I get this warning message which does not seem relevant to the command run.

Warning message:
In if (category == "raster") { :
  the condition has length > 1 and only the first element will be used

The reason is that the default argument for category is a vector of three choices. This function should probably have the line

category <- match.arg(category)

Testing / continuous integration

I noticed that the Travis and Appveyor tests are failing. At least the Travis tests should be passing. It looks like the problem is that the installation of rgdal fails because you don't have the rgdal dev package installed on Ubuntu. I'm not sure why the binary package as specified in the Travis file is not working. But you should be able to install rgdal from source if you install the apt package libgdal-dev. As for Appveyor, it looks like the problem has to do with package installation as well.

Not a requirement, but you might consider adding code coverage with covr.

Stylistic considerations

I'd suggest changing the title of the introductory vignette to "Introduction to rnaturalearth."

The package is inconsistent in how it handles spaces around = in function arguments. All user-facing documentation (i.e., examples and vignettes) should be made consistent in having a single space on both sides of the =. There are a few places with inconsistent spacing around parentheses as well.

That's about it. Nice work!

andysouth · 2016-05-20T10:08:48Z

Many thanks @lmullen for the thorough 2nd review. I'll sort these issues over the next couple of weeks.

andysouth · 2016-06-02T11:08:25Z

@sckott I've addressed all issues except one. There's a remaining problem with Travis rgdal install that I've fought with and failed, be good to get some input as it seems you may have had similar with rnoaa. Appveyor is now building successfully.

responses to 2nd rOpenSci review from @lmullen

Separation of packages

Using rOpenSci repository for loading data packages instead of devtools.

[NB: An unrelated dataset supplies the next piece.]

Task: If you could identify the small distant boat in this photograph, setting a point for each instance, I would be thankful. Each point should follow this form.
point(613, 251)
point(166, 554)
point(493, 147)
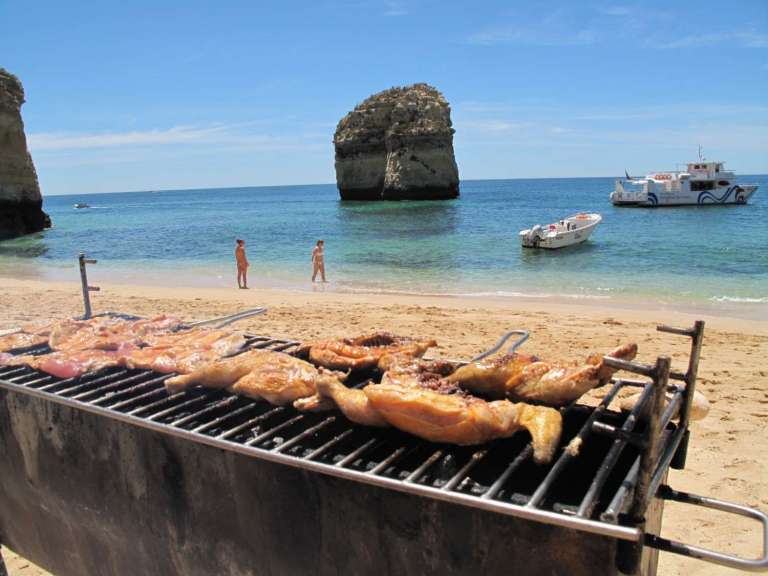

Done for rnaturalearthhires, but rnaturalearthdata is not yet on rOpenSCi or CRAN, I have put in the code ready to change once rnaturalearthdata is on rOpenSci.

               #utils::install.packages("rnaturalearthdata",
               #                        repos = c("http://packages.ropensci.org", "http://cran.rstudio.com"),
               #                        type = "source")

I'd still like to see package version numbers for the dependencies in the DESCRIPTION.

Done

R CMD check

* checking R code for possible problems ... NOTE

ne_download: no visible global function definition for ‘download.file’

ne_download: no visible global function definition for ‘unzip’

done

The vignette fails to build if rnaturalearthhires is not available. Since that package won't be CRAN, I don't think this is going to pass CRAN checks. You should probably add eval = FALSE to the chunks in the vignette that use the high resolution data.

done

I get a warning message when running the code in the examples in ne_download()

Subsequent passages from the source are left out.